Strain controlled g- to d-wave transition in altermagnetic CrSb

TL;DR

This study demonstrates a strain-induced transition from g-wave to d-wave altermagnetism in CrSb, revealing how strain can tune magnetic symmetry and spin current properties, confirmed by first-principles calculations.

Contribution

The paper extends the understanding of strain effects on altermagnetism by analyzing CrSb, identifying specific strain directions that induce symmetry changes and spin-splitter effects, supported by first-principles calculations.

Findings

Strain can induce a g- to d-wave transition in CrSb.

Certain strain directions enable spin-splitter effects up to 5%.

The transition is confirmed both analytically and via first-principles calculations.

Abstract

The possibility of a strain-induced transformation from $g$-wave to $d$-wave altermagnetism was recently recently proposed for MnTe using a $k\cdot p$ perturbative model.

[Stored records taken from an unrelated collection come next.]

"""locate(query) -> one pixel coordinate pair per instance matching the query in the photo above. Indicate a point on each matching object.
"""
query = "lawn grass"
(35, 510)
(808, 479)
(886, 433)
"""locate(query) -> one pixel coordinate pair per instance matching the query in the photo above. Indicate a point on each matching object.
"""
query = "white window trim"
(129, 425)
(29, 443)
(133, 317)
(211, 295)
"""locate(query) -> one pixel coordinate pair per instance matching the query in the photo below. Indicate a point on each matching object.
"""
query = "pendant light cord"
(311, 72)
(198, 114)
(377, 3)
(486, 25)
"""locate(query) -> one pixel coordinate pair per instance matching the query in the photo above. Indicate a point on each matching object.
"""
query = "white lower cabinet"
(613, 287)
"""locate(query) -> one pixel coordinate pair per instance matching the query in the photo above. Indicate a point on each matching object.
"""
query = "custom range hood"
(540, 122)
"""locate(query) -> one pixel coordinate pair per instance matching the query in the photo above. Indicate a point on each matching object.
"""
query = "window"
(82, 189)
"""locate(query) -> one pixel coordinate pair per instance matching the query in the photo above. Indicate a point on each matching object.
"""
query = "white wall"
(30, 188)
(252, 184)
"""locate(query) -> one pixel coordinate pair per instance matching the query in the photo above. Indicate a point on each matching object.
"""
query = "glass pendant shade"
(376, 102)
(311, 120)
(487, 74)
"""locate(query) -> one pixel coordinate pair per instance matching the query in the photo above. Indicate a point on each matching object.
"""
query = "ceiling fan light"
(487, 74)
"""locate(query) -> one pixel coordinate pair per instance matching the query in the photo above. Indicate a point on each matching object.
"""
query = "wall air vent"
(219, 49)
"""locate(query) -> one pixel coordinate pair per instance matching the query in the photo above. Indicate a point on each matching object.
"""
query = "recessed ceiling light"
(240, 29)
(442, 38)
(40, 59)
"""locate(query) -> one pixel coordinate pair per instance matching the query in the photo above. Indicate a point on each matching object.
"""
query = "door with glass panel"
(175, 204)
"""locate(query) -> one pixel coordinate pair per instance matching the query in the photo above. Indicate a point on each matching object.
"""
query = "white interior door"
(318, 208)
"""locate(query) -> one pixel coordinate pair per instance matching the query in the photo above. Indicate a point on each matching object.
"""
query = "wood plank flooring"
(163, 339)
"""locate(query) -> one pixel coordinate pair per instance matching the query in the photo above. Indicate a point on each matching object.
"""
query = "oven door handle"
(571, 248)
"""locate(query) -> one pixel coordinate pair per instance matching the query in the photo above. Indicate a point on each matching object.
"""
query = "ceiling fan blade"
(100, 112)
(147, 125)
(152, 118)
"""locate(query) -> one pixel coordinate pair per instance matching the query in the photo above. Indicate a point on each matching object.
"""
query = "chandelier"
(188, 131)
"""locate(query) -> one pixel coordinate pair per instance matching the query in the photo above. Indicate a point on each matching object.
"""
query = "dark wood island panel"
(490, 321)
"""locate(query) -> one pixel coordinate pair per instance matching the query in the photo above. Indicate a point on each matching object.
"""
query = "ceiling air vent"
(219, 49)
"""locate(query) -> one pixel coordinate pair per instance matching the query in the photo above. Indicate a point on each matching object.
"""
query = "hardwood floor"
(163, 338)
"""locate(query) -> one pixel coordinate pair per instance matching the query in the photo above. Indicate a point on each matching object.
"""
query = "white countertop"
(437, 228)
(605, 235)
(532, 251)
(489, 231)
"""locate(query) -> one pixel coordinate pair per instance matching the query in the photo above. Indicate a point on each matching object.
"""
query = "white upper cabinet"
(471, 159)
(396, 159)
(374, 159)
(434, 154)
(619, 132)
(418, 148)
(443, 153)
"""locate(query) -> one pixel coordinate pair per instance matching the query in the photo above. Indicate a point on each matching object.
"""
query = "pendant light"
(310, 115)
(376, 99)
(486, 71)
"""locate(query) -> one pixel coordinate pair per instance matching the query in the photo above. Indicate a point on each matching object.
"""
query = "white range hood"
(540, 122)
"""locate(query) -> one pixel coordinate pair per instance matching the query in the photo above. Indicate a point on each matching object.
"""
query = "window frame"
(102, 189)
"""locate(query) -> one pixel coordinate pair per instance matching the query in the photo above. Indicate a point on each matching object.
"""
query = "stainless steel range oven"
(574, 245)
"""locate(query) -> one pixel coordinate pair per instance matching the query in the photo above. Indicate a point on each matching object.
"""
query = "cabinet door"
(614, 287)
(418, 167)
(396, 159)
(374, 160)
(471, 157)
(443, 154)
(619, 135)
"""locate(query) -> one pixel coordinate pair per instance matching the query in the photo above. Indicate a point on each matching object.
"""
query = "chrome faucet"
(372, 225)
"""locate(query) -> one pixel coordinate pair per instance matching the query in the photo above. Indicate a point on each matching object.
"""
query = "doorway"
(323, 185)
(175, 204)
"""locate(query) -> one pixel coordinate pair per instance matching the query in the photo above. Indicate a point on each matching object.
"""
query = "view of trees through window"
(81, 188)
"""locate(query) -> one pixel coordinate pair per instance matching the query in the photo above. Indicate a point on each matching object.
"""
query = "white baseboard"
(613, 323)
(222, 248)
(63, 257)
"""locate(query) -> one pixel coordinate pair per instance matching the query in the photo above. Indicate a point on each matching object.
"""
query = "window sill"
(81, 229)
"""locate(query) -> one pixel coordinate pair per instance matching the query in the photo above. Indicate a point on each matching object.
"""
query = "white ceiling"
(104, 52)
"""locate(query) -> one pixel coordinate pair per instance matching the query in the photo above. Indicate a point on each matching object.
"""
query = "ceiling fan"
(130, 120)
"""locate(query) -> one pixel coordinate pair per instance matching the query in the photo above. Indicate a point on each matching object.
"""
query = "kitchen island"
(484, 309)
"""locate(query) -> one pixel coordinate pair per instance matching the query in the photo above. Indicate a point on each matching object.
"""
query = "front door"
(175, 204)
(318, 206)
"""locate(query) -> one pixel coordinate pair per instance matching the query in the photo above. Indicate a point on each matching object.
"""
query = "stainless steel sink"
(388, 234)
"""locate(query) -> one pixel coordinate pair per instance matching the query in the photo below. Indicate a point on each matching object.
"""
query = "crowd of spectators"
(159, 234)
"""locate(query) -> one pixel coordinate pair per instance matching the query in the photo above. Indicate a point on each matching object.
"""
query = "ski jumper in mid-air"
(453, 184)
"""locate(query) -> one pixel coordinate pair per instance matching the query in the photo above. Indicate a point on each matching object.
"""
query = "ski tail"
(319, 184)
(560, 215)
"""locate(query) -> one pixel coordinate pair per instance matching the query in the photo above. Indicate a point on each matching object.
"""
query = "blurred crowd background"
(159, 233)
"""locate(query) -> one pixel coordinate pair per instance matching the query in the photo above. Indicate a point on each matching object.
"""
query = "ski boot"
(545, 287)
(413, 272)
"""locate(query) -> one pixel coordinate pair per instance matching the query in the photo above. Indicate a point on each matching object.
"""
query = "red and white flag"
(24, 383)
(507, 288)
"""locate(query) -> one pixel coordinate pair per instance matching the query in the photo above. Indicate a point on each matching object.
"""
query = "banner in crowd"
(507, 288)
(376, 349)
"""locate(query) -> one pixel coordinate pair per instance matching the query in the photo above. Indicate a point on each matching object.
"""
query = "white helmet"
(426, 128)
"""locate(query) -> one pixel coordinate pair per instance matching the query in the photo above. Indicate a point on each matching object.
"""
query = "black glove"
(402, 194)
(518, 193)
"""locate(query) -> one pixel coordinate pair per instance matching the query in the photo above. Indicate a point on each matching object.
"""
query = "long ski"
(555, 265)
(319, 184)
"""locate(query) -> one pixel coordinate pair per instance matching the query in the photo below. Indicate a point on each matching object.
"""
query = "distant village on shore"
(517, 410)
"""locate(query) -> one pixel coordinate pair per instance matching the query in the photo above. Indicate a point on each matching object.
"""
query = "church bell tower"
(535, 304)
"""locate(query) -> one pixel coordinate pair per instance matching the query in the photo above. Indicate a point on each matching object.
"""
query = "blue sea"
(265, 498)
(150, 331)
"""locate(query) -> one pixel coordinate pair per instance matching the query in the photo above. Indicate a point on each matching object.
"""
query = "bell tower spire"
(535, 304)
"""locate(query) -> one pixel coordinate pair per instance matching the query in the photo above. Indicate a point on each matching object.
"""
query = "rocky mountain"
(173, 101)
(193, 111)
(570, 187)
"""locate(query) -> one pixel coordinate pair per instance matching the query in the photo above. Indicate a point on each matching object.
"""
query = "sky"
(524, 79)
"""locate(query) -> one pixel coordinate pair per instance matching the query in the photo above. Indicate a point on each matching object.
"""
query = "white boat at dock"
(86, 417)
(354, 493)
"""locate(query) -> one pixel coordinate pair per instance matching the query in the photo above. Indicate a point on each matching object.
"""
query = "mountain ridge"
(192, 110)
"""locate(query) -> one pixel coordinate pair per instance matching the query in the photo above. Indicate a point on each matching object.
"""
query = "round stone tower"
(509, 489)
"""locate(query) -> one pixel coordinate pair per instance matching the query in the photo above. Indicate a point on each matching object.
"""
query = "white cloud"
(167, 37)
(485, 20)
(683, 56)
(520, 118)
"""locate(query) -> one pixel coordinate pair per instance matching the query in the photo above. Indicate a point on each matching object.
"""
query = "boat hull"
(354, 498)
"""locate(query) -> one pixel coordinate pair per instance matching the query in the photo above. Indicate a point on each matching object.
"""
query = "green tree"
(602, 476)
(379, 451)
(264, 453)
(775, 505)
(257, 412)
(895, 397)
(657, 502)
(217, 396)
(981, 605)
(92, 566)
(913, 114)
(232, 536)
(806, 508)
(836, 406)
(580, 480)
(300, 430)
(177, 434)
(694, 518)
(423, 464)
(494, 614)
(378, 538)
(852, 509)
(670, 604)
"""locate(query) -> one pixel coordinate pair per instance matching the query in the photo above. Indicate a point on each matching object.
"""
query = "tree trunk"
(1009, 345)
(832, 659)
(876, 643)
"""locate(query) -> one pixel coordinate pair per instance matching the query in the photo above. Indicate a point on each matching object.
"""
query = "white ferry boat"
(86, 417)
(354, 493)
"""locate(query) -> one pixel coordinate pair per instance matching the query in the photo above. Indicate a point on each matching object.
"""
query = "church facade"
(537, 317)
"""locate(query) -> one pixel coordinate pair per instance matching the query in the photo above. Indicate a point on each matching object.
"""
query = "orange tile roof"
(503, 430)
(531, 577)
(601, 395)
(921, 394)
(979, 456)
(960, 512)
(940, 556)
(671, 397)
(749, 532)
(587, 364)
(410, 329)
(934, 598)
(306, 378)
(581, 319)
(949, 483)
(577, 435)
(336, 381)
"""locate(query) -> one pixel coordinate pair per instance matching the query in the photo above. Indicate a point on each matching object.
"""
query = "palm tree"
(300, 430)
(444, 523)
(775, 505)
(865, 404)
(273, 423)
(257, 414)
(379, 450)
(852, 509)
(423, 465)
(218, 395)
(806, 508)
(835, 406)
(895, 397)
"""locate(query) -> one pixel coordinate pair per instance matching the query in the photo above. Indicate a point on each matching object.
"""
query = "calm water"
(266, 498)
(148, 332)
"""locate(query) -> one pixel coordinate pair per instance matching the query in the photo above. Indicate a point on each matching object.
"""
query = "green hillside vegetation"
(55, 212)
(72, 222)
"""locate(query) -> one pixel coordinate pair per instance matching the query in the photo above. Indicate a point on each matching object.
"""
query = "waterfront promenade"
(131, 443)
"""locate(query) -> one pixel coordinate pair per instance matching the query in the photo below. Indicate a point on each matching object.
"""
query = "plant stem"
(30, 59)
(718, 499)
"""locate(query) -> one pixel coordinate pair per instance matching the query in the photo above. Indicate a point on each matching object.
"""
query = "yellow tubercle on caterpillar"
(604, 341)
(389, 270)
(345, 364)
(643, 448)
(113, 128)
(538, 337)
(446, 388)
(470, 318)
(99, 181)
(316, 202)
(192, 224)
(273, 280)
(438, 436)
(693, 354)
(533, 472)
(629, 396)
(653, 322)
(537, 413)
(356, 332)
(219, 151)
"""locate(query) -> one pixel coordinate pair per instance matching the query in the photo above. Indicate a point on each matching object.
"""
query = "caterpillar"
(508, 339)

In this work, we demonstrate such a transition in CrSb for a wider array of strains, using a combination of a minimal model and first-principles calculations. Starting from a symmetry perspective, we analyze the spin elastoconductivity tensor, and determine the strain types which allow for a change in the altermagnetic symmetry. We obtain three strain directions, which allow for a $d$-wave type splitting, and one in which a net magnetic moment emerges. Using first-principles calculations in the absence of spin-orbit coupling (SOC), we confirm these symmetry predictions. Furthermore, these results do not alter qualitatively in the presence of SOC. Finally, we reveal that the resulting spin currents give rise to a spin-splitter effect of up to 5\% under realistic strains of 1\%, confirming strain as a powerful tool for tuning altermagnetic properties.